I’ve been interested in world building for a long time. It started off as a general desire to understand how the world worked and has evolved over time. I intend this blog to be a place where I keep notes about my exploration of world building. The name, Honua, comes from a Hawai’ian word that I translated as land.
I’m old enough to remember when Traveller’s Icosahedron Maps were the thing, where planetary climate mapping, as per The World Tamer’s Handbook, was something that could be done with reasonable ease, though the math of trying to figure out how to maximize jungle terrain type was still a persnickety thing.
One of the artifacts of the distortion of the Icosahedron is that there are tears in the map. Focusing on a planet with less land area and more water would offer a better and “realistic” way to avoid these points that come together. Combine that with a fascination borne from reading Tom Clancy novels for naval operations, this seemed like the perfect sci-fi setting: A world where the idea of every nation getting an English Channel was baked in. We wouldn’t have to worry about the non-sense of large scale land warfare and could focus on the clean and high tech world of sci-fi naval combat unencumbered by the real world changing. That was arrogance.
These ideas got a lot of expression and different ideas being tested out. Honua itself as the name and idea came later. Besides Tom Clancy, another writer that I read a lot of was David Weber. I got to be part of the BuNine group that worked for awhile supporting his work with technical support. One question that came up for me was what would the habitability of stars around binary star systems look like. That question is complex enough to answer on it’s own due due to the differing angles that the light is intersecting the planet as well as the different wavelengths of light. as far as I know as of 2025 neither ROCKE-3D nor ExoPlaSim have the ability to handle this. But there are fudges to make it work well enough to interest me.
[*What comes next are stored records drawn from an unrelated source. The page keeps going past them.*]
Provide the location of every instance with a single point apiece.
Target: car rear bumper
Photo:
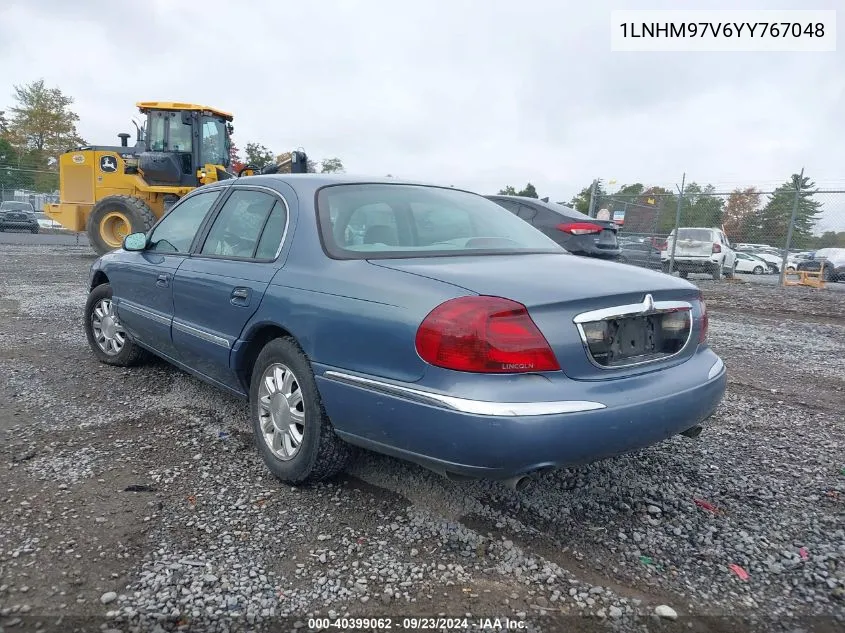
(500, 440)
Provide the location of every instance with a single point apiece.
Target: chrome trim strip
(132, 307)
(647, 307)
(211, 338)
(716, 369)
(465, 405)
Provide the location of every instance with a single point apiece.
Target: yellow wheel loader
(112, 191)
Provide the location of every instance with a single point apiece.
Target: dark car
(833, 260)
(442, 330)
(576, 232)
(644, 254)
(18, 216)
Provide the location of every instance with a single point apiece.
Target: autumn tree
(42, 124)
(776, 214)
(741, 215)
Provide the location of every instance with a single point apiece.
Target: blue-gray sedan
(419, 321)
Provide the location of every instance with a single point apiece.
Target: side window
(239, 225)
(439, 224)
(177, 229)
(373, 224)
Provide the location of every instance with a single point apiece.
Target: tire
(117, 211)
(319, 453)
(716, 272)
(129, 353)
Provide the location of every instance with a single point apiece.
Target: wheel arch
(244, 357)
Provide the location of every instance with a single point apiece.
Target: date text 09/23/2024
(415, 624)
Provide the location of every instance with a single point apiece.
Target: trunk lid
(557, 288)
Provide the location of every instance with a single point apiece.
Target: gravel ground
(133, 500)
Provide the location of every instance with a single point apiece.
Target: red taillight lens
(579, 228)
(484, 335)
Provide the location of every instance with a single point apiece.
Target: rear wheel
(115, 217)
(293, 434)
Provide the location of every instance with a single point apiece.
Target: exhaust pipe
(693, 432)
(517, 483)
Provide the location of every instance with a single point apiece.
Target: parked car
(642, 253)
(833, 260)
(17, 216)
(700, 250)
(746, 263)
(455, 335)
(576, 232)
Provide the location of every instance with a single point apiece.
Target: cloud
(475, 95)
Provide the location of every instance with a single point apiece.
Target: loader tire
(115, 217)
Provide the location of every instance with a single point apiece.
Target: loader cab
(184, 145)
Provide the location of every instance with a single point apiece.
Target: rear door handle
(240, 296)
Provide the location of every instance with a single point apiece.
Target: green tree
(258, 155)
(332, 166)
(42, 124)
(776, 214)
(529, 191)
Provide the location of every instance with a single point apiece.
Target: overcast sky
(478, 94)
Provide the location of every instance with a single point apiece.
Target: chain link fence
(744, 231)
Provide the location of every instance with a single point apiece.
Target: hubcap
(108, 333)
(281, 411)
(113, 228)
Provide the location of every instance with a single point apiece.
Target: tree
(529, 191)
(741, 215)
(581, 201)
(332, 166)
(258, 155)
(42, 124)
(775, 216)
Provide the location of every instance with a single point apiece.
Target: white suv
(700, 250)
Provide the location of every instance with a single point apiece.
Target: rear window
(394, 220)
(700, 235)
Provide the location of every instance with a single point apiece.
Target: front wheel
(107, 338)
(294, 436)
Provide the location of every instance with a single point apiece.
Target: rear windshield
(700, 235)
(15, 206)
(386, 220)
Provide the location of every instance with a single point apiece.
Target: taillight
(484, 335)
(579, 228)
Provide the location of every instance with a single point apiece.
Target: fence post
(791, 227)
(677, 223)
(592, 210)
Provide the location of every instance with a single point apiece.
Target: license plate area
(633, 340)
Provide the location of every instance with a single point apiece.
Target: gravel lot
(133, 500)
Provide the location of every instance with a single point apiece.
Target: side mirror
(135, 242)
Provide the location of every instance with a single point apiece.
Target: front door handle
(240, 297)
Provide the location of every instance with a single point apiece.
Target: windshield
(215, 142)
(15, 206)
(384, 220)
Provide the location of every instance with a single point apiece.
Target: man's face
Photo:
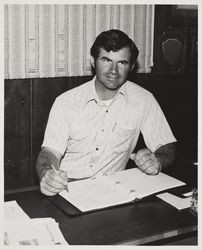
(112, 68)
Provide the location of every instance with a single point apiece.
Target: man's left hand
(146, 161)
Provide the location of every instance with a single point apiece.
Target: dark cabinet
(17, 133)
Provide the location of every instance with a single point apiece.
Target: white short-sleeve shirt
(95, 138)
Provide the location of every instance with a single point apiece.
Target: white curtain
(55, 40)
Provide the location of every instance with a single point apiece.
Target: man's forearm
(44, 162)
(166, 154)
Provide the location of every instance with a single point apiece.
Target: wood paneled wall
(28, 102)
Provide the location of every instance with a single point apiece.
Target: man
(93, 129)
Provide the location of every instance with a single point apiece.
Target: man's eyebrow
(105, 57)
(124, 61)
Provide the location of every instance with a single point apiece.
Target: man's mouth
(112, 78)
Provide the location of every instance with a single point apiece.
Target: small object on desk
(57, 172)
(194, 202)
(175, 201)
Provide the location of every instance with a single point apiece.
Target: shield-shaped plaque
(171, 49)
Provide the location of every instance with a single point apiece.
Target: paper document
(20, 229)
(43, 231)
(120, 188)
(12, 211)
(175, 201)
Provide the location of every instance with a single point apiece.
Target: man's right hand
(53, 182)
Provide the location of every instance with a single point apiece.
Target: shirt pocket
(79, 140)
(122, 139)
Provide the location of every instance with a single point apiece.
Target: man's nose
(114, 67)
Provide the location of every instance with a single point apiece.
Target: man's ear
(132, 67)
(92, 61)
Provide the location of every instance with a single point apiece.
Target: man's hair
(114, 40)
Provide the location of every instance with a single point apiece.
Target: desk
(145, 222)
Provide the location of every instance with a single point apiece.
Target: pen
(57, 172)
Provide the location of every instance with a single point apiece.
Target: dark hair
(113, 40)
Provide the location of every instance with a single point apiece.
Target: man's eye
(123, 63)
(104, 59)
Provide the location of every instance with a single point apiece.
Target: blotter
(111, 190)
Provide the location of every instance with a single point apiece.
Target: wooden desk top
(141, 223)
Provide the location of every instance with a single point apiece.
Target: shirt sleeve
(56, 133)
(155, 128)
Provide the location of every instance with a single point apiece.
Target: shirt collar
(92, 95)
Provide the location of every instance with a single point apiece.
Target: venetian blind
(55, 40)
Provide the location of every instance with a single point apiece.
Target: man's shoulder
(75, 92)
(135, 90)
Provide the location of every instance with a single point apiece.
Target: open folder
(111, 190)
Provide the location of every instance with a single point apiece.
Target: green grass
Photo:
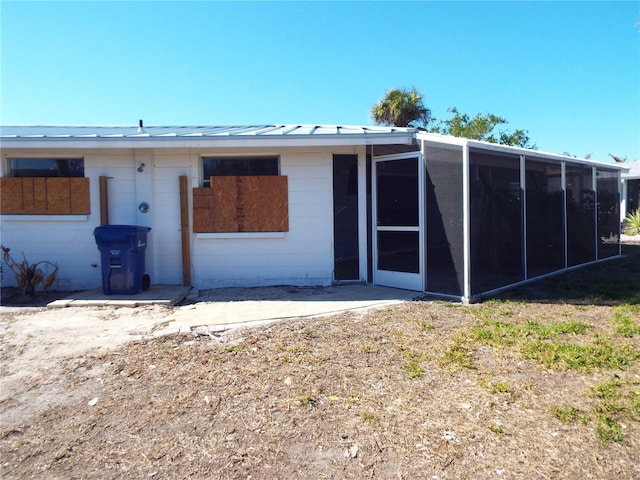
(368, 417)
(626, 319)
(497, 429)
(413, 362)
(608, 430)
(604, 354)
(457, 355)
(569, 414)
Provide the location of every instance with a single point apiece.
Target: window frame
(15, 172)
(246, 166)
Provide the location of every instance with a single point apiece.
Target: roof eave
(388, 138)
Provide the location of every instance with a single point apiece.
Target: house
(630, 188)
(306, 205)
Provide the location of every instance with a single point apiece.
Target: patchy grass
(543, 380)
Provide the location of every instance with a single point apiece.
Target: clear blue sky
(569, 73)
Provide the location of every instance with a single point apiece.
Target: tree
(401, 108)
(481, 127)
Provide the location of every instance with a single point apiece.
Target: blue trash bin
(122, 251)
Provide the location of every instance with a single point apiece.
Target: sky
(566, 72)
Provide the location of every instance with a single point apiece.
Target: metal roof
(185, 132)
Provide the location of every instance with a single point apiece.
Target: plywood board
(58, 196)
(27, 196)
(10, 196)
(40, 195)
(202, 210)
(80, 201)
(225, 203)
(266, 206)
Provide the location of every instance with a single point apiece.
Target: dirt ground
(90, 393)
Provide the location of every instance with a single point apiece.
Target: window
(241, 194)
(46, 167)
(238, 167)
(45, 186)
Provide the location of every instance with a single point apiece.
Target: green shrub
(631, 224)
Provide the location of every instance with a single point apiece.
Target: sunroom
(463, 219)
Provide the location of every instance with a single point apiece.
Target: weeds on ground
(569, 344)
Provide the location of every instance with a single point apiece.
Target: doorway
(346, 254)
(398, 212)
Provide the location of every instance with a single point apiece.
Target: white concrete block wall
(303, 256)
(165, 245)
(68, 240)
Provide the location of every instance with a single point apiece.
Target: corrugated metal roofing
(186, 132)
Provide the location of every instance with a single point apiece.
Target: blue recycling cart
(122, 251)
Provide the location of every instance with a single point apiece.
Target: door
(346, 254)
(398, 213)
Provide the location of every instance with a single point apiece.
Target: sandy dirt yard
(36, 342)
(419, 390)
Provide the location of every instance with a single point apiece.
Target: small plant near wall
(30, 275)
(631, 224)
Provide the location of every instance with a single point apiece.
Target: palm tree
(401, 108)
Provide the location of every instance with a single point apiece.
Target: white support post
(594, 187)
(523, 210)
(466, 222)
(564, 213)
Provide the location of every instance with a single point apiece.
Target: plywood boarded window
(44, 196)
(242, 204)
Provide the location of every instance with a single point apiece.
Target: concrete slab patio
(156, 295)
(224, 308)
(225, 312)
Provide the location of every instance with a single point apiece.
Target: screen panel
(495, 220)
(545, 217)
(444, 219)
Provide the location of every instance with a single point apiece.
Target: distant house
(630, 188)
(306, 205)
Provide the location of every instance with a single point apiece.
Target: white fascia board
(496, 147)
(204, 142)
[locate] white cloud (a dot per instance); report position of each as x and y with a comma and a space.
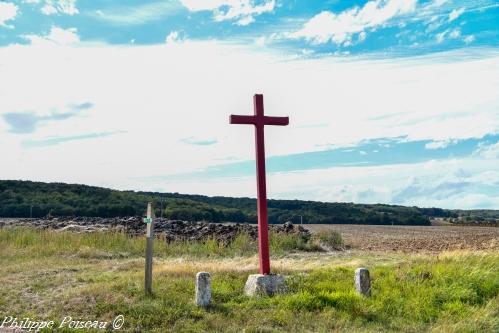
456, 13
57, 36
51, 7
469, 39
138, 14
490, 151
155, 96
451, 34
174, 37
440, 144
340, 28
240, 11
8, 11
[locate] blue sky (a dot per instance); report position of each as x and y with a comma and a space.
391, 101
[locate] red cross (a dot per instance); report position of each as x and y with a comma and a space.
259, 120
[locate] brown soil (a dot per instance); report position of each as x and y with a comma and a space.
415, 238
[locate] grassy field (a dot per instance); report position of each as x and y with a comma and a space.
49, 275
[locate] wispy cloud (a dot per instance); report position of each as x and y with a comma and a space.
138, 15
51, 141
199, 141
383, 151
8, 12
242, 12
28, 122
340, 28
57, 36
I’m choosing the term multipotentialite to describe myself for this blog. I’ve knocked around different forms of expression and I’m still trying to figure out pretty much everything. My latest hobby has been miniature painting. I’ve done the standard Space Marine (Ultra Marine, of course), noodled around with my own Space Marine Chapter (the Storm Breakers of Aetheria) and supported a plethora of STL creators on Patreon.
The miniature above is the Outworlds Mangrove, a STL I’d purchased some time ago and recently painted as a lark. I enjoyed the process (which I don’t think is finished) more than some of the more traditional minis that I’ve painted, mostly Star Wars: Legion scaled (1:48).
I watched a video about content creation that talks about sharing the creative process and that no one is going to care about the work until it’s pretty far along. With that in mind I’m trying to present more outward facing accounting of what I’m doing in world building, which is going to range from using Bios: Megafauna 2nd Edition to create plants and animal species for Honua to using ExoPlaSim to generate a better understanding of how the climate works on a highly eccentric type-S binary orbit and a whole lot in between.
Looking at the plant I understood that the alien nature of the world was what I wanted to explore and express. I look forward to sharing more of the journey here and perhaps sheading some light for others who are interested in world building too. And to recognize those wonderful souls that have encouraged, enabled and supported this project.